Major conclusions of the report state there is an ongoing information technology war between China’s authoritarian government and mainland democracy groups and other activists which has resulted in poor corporate ethics, questionable security practices, and the possibility of targeted surveillance by Skype’s Chinese marketing partner, TOM Online Inc., a provider of wireless telecommunication services.

The study claims the full text chat messages of TOM-Skype software subscribers in China, as well as any non-China Skype users who communicated with them, were regularly scanned for a specific set of keywords and phrases. When these were found, the result was uploaded and stored on eight different server computers in China easily susceptible to outside attack.

Since 2006, Skype has acknowledged that the software version distributed by its partner looks for certain sensitive words in text chats and blocks those messages from reaching their destination.

What Villeneuve found was that the TOM-Skype program also passes messages caught by the filter to a cluster of servers on Tom's network. Because of poor security on those servers, he was able to retrieve over 1 million stored messages.

“This represents a severe security and privacy breach. It also raises troubling questions regarding how these practices are related to the government of China’s censorship and surveillance policies,” he said. The report however was unable to definitively identify any organization conducting such spy activity.

Millions of text messages, along with myriad records containing personal information such the user’s IP address, username, phone numbers of voice calls and recipients, email addresses, passwords, package tracking numbers and bank card numbers were stored on insecure publicly accessible Web servers together with the encryption key required to decrypt the data.

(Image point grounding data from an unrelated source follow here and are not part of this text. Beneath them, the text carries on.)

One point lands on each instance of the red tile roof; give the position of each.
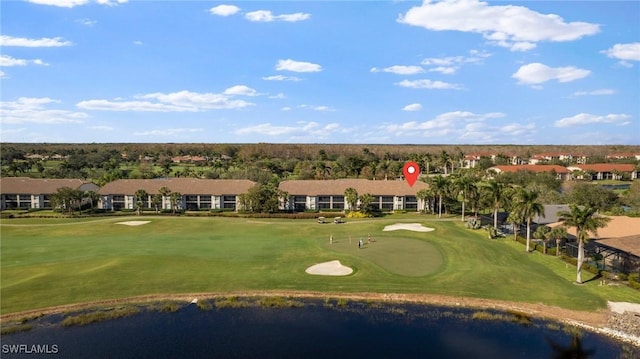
(532, 168)
(607, 167)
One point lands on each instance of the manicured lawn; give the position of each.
(61, 261)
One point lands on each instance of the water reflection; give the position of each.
(318, 330)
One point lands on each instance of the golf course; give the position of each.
(53, 262)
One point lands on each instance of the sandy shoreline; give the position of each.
(591, 321)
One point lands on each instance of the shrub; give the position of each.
(356, 214)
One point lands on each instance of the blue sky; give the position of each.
(405, 72)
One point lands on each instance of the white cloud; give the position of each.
(301, 129)
(451, 64)
(111, 2)
(101, 128)
(443, 124)
(629, 52)
(281, 78)
(463, 126)
(6, 60)
(168, 132)
(138, 106)
(36, 110)
(600, 92)
(428, 84)
(515, 27)
(412, 107)
(240, 90)
(537, 73)
(24, 42)
(182, 101)
(400, 70)
(267, 16)
(86, 22)
(224, 10)
(582, 119)
(297, 66)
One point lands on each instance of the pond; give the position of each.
(317, 329)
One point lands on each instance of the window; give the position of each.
(299, 203)
(229, 202)
(386, 203)
(324, 202)
(117, 202)
(411, 202)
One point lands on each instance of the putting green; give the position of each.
(396, 254)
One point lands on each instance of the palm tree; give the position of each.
(464, 185)
(444, 160)
(440, 186)
(558, 233)
(156, 200)
(496, 192)
(427, 158)
(174, 197)
(425, 195)
(516, 220)
(527, 204)
(93, 197)
(351, 195)
(586, 221)
(365, 204)
(141, 196)
(164, 192)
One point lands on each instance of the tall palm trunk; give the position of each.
(580, 257)
(463, 206)
(528, 233)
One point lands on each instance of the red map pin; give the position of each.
(411, 171)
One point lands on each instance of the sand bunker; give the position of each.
(333, 268)
(134, 223)
(416, 227)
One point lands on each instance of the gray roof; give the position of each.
(183, 185)
(337, 187)
(26, 185)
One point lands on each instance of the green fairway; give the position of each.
(61, 261)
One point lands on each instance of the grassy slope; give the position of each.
(61, 263)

All but three of the keywords and phrases cited in the report – democracy, Olympic Games and Voice of America – break down neatly into one of five categories indicating where battle lines are being drawn in the war for hearts and minds in Chinese cyberspace.

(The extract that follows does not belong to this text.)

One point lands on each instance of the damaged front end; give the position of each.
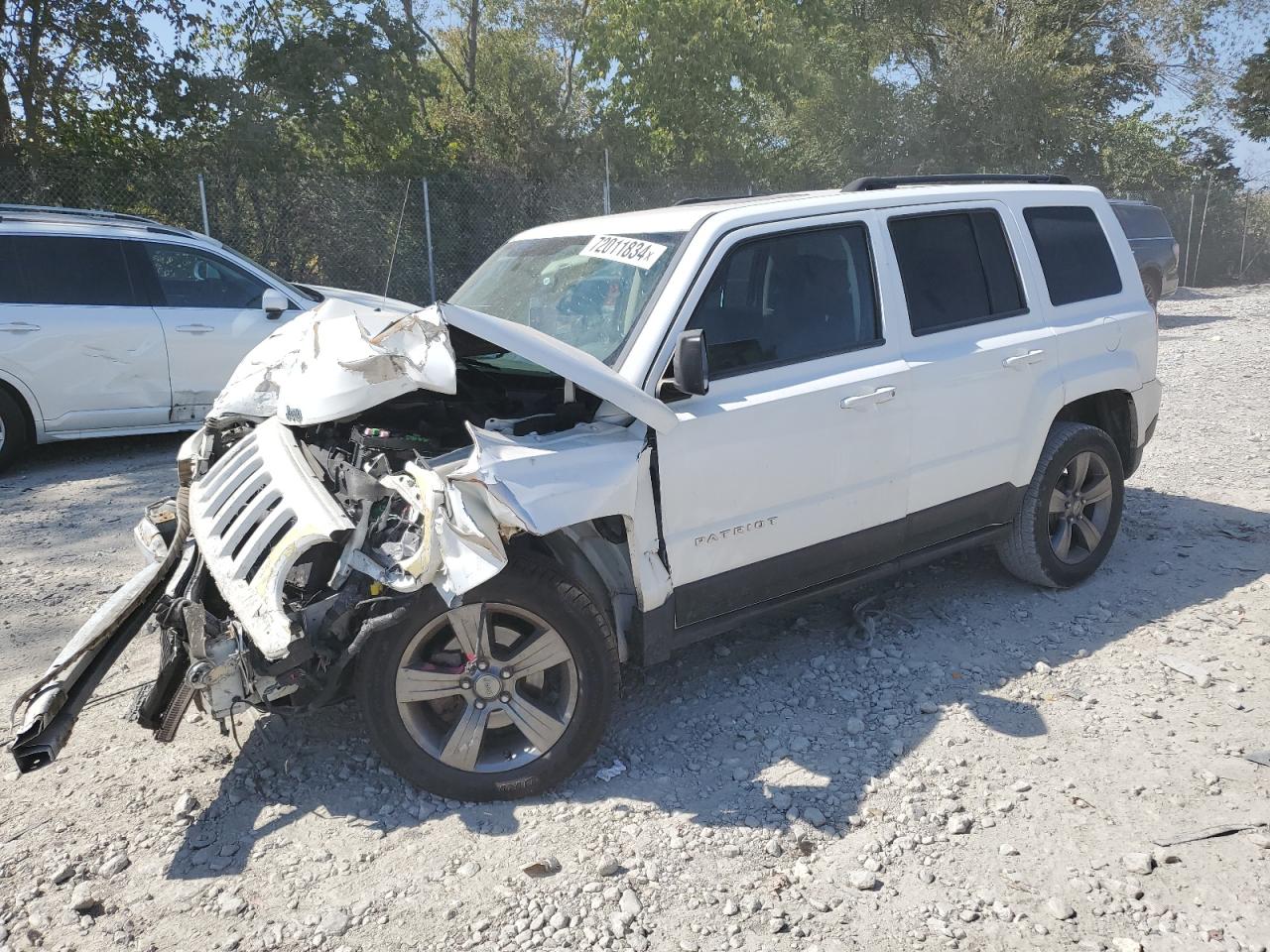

Among other keyword groups, the first keeps a keen eye on anything to do with the organization and personnel, past and present, that controls the country. Virtual red flags are raised at any mention of the words communist, Communist Party, Hu Jintao, Wen Jiabao, Jiang Zemin, Deng Xiaoping and Mao Zedong.

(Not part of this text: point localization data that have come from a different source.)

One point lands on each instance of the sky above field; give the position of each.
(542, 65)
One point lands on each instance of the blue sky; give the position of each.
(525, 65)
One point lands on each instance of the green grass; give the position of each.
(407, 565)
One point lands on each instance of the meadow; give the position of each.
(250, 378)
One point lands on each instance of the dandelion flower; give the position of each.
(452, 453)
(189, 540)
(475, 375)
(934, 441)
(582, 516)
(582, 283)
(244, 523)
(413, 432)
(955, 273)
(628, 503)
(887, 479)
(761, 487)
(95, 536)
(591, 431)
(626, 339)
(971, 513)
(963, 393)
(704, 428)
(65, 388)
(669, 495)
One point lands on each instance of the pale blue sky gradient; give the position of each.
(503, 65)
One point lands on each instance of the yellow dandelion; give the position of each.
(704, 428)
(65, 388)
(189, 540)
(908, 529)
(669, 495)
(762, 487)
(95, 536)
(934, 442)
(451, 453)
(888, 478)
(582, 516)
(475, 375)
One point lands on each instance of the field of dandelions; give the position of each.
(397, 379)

The second category involves Falun Gong, the outlawed spiritual group deemed a dangerous cult for its protest activities in China between 1999 and 2002. Since it was crushed on the mainland, adherents abroad have sought to undermine the regime. Phrases like Falun, founder Li Hongzhi and its campaign for members to “quit the party” and read “nine commentaries” comprise a separate watch list.

Third is a dangerous dishonor roll of specific incidents where the Party was culpable for a loss of life that still leaves segments of society disgruntled. These range from June 4 and the Tiananmen crackdown almost 20 years ago, SARS in 2003, plus the earthquake from May 12 this year and the ongoing “milk powder” incident.

Another list encompasses geographic flashpoints deemed sensitive by Beijing. Tibet, Taiwan Independence, Kuomintang (the ruling political party in Taiwan) and the Diaoyu Islands, which China and Japan both claim, are closely monitored.

The final group concerns the weapons of this virtual war like Skpye and circumvention, the latter a technical term for ways to circumvent the Great Firewall of China such as free door, filter, anti-blockade browser, et cetera.

Villeneuve’s analysis suggests that surveillance is not driven solely by keywords. Many of the captured messages contain words that are too common for extensive logging, meaning that perhaps other criteria, such as specific usernames, are used to map social networks to determine whether messages are captured by the system.

The report notes that blind trust in statements made by a well-known brand such as Skype, which claims 338 million users worldwide, is an insufficient guarantee when it comes to censorship and surveillance. If anything, this study demonstrates the paradox between profit and principles, as well as definitions of freedom fighter and criminal.

It reinforces the critical need for transparency and accountability by providers of communications technologies, a public trust which appears to have been betrayed.